● Essai d'interprétation de la participation des missionnaires dans l'affaire.

La participation des missionnaires du Gabon à la lutte pour empêcher d'échanger le Gabon est indéniable. En effet, très tôt, alors que l'affaire n'avait pas encore pris une dimension politique, dès 1869, les missionnaires s'insurgeaient déjà contre l'attitude des autorités métropolitaine. Les missionnaires contribuèrent grandement à mettre ce projet au grand jour pour mieux le combattre. De nombreux faits, dont les missionnaires plus tard contestèrent la chronologie montrent à suffisance la détermination des missionnaires à rester au Gabon.

Tout d'abord, lors de cette affaire, la détermination de Mgr Bessieux semble attester. Sa position est relatée dans l'Histoire militaire de l'AEF, publiée en 1931 par les Armées Française d'Outre-Mer en ces termes :

«  La seule conséquence des épreuves de 1870 fut la décision prise par le gouvernement français (…) d'abandonner en 1871 la colonie du Gabon (…) l'amiral du Quilio (…) chargé du repliement du personnel; offrit à Mgr Bessieux (…) de le rapatrier (…). Très fermement, Mgr Bessieux refusa de s'embarquer: << Nous sommes ici à une porte qui s'ouvrira tôt ou tard sur un immense continent. Nous attendrons. Si vous partez Amiral, comptez sur nous pour maintenir haut et ferme le drapeau de la France » 252

La paternité de ces propos est contestée par certains missionnaires comme le Père Leperdriel qui estiment que Mgr Bessieux n'a pas été capable les tenir. Anachroniques, ils lui auraient été attribués par son second successeur Mgr Leroy, puis véhiculés par la tradition orale. Une chose est cependant sûre : à partir se 1871, les missionnaires jouent un rôle prépondérant dans l'affaire, ils sont même pressentis pour représenter la France en cas d'évacuation de la colonie du Gabon. Ils sont au centre des pourparlers qui s'engagent aussi bien en France qu'au Gabon. La place de choix qui leur est réservée prouve à suffisance leur intérêt et les moyens de pression dont ils disposent.

Par cette affaire, l'Eglise catholique au Gabon s’affirma comme un acteur incontournable dans les décisions de la vie politique du Gabon.
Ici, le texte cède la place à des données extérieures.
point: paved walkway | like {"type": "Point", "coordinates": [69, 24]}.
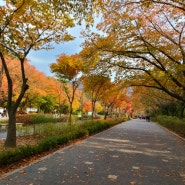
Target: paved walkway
{"type": "Point", "coordinates": [132, 153]}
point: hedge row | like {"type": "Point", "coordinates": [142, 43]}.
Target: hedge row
{"type": "Point", "coordinates": [172, 123]}
{"type": "Point", "coordinates": [87, 128]}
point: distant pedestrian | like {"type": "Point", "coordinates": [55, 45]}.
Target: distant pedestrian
{"type": "Point", "coordinates": [4, 113]}
{"type": "Point", "coordinates": [148, 118]}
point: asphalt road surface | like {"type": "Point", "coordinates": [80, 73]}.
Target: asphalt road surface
{"type": "Point", "coordinates": [135, 152]}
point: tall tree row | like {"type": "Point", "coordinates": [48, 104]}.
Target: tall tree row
{"type": "Point", "coordinates": [34, 24]}
{"type": "Point", "coordinates": [146, 46]}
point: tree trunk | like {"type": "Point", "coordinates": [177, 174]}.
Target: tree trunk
{"type": "Point", "coordinates": [70, 113]}
{"type": "Point", "coordinates": [106, 114]}
{"type": "Point", "coordinates": [11, 132]}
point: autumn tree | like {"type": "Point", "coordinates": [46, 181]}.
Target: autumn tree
{"type": "Point", "coordinates": [146, 44]}
{"type": "Point", "coordinates": [67, 70]}
{"type": "Point", "coordinates": [95, 87]}
{"type": "Point", "coordinates": [27, 25]}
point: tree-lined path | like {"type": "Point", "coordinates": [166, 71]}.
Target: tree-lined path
{"type": "Point", "coordinates": [132, 153]}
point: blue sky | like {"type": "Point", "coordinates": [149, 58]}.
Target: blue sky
{"type": "Point", "coordinates": [42, 59]}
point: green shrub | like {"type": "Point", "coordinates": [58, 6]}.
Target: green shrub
{"type": "Point", "coordinates": [52, 141]}
{"type": "Point", "coordinates": [173, 123]}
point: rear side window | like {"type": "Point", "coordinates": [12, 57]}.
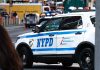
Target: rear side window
{"type": "Point", "coordinates": [73, 22]}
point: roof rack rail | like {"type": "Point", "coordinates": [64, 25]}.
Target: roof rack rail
{"type": "Point", "coordinates": [81, 10]}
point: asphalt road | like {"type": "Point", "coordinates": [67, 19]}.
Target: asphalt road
{"type": "Point", "coordinates": [14, 31]}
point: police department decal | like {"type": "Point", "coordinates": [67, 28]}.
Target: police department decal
{"type": "Point", "coordinates": [31, 42]}
{"type": "Point", "coordinates": [44, 42]}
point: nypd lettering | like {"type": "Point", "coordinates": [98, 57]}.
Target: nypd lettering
{"type": "Point", "coordinates": [45, 42]}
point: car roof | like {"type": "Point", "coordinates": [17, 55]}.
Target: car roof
{"type": "Point", "coordinates": [90, 13]}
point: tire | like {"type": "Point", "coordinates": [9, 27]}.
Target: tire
{"type": "Point", "coordinates": [26, 57]}
{"type": "Point", "coordinates": [86, 59]}
{"type": "Point", "coordinates": [67, 64]}
{"type": "Point", "coordinates": [27, 26]}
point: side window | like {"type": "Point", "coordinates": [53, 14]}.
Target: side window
{"type": "Point", "coordinates": [93, 20]}
{"type": "Point", "coordinates": [52, 25]}
{"type": "Point", "coordinates": [71, 23]}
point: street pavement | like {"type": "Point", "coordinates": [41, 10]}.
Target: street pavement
{"type": "Point", "coordinates": [15, 30]}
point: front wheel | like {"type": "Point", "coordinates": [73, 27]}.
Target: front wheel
{"type": "Point", "coordinates": [86, 59]}
{"type": "Point", "coordinates": [26, 57]}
Des audiences sont accordées aux missionnaires, on les visite, ils contribuent au maintien du Statu quo: l'Eglise s'affirme aussi comme un acteur dans la construction de l’Etat gabonais.
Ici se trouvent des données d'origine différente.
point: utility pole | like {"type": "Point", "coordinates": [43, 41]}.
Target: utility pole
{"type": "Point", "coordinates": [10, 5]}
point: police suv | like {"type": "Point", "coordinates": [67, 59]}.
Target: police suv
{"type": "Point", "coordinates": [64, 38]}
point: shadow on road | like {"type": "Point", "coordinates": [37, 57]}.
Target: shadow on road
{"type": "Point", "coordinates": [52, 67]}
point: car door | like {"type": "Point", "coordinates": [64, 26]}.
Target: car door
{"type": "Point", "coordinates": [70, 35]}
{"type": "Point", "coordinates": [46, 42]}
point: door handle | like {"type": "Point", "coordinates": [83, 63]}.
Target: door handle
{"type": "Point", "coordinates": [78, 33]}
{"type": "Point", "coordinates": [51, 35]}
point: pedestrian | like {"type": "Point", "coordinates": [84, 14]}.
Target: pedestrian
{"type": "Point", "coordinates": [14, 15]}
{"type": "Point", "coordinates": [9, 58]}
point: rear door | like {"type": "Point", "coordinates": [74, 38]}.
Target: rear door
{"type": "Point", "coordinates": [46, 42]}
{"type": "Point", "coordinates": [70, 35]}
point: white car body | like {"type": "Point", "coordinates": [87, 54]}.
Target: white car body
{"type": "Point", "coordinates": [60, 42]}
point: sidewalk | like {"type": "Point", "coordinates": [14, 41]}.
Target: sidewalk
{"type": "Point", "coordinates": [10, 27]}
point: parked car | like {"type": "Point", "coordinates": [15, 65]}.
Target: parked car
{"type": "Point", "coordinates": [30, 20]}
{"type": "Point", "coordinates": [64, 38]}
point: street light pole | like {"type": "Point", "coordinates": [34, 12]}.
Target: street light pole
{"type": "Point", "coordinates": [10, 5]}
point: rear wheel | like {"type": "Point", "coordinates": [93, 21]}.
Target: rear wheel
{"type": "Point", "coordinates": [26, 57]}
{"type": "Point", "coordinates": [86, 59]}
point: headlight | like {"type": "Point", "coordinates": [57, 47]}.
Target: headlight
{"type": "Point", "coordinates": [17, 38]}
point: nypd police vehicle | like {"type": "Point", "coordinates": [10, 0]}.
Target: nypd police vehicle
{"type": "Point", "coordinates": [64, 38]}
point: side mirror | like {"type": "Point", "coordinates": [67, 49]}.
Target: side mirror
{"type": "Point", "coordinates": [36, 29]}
Il est également vrai que l'idée d'abandonner le Gabon a été surtout une affaire politico- politicienne. Mais on ne peut occulter la détermination de ceux qui, sans être des missionnaires, ont soutenu leur point de vue. C'est le cas des explorateurs, géographes et botanistes, qui collaboraient avec les missionnaires du Gabon et qui en métropole défendirent leur position. A leurs yeux les missionnaires apaisaient l'hostilité des peuples indigènes. Il s'agissait en fait pour les explorateurs d'un échange de services qui confirme la convergence d’intérêts.

Malgré les protestations du Père Leperdriel, le projet d'échange du Gabon ouvre une fenêtre sur l'Histoire politique et religieuse du Gabon, celle qui met en scène les liens entre évangélisation et colonisation. Quelle que soit l’intention des missionnaires, leur resistance a constitué un argument majeur pour l’abandon du projet. Le Ministère de la Marine et des Colonies était bien décidé à abandonner le Gabon mais vu l'obstination des missionnaires il fut obligé de revoir sa position.

Le Ministère de la Marine et des Colonies visiblement répugnait à décider rapatriement des missionnaires. Cet embarras fit durer le statu quo, au point que, quand la France se releva de ses difficultés après la Guerre, elle n'hésita pas à remercier les missionnaires du Gabon. Le 15 mai 1875, le Contre-Amiral Ribour, au moment de son départ, fit savoir au Père Le Berre que le projet d'échange du Gabon était " heureusement abandonné ". Il envoya une lettre à Mgr Bessieux, donc à tous les missionnaires, dans laquelle il reconnaît le rôle joué par les missionnaires dans cette affaire:

‘« (… ) J'encouragerai de tous mes efforts la colonie naissante que la France doit à votre généreux dévouement, ainsi qu'a celui des vaillants missionnaires qui vous entourent. » 253

Si les marques de reconnaissances sont nombreuses, c'est que les missionnaires avaient effectivement joué un rôle. Il en faisait les partenaires de l'administration. Nous pensons que cette affaire a été jusqu’ici banalisé par les missionnaires historiens comme le Père Leperdiel pour éviter certainement que les missionnaires soient accusés d’avoir été les colonisteurs.

Notes
252.

l'Histoire militaire de l'AEF, 1931. Op. Cit. P. 25

253.

DOCSSP, Bulletin Général tome X, P. 674.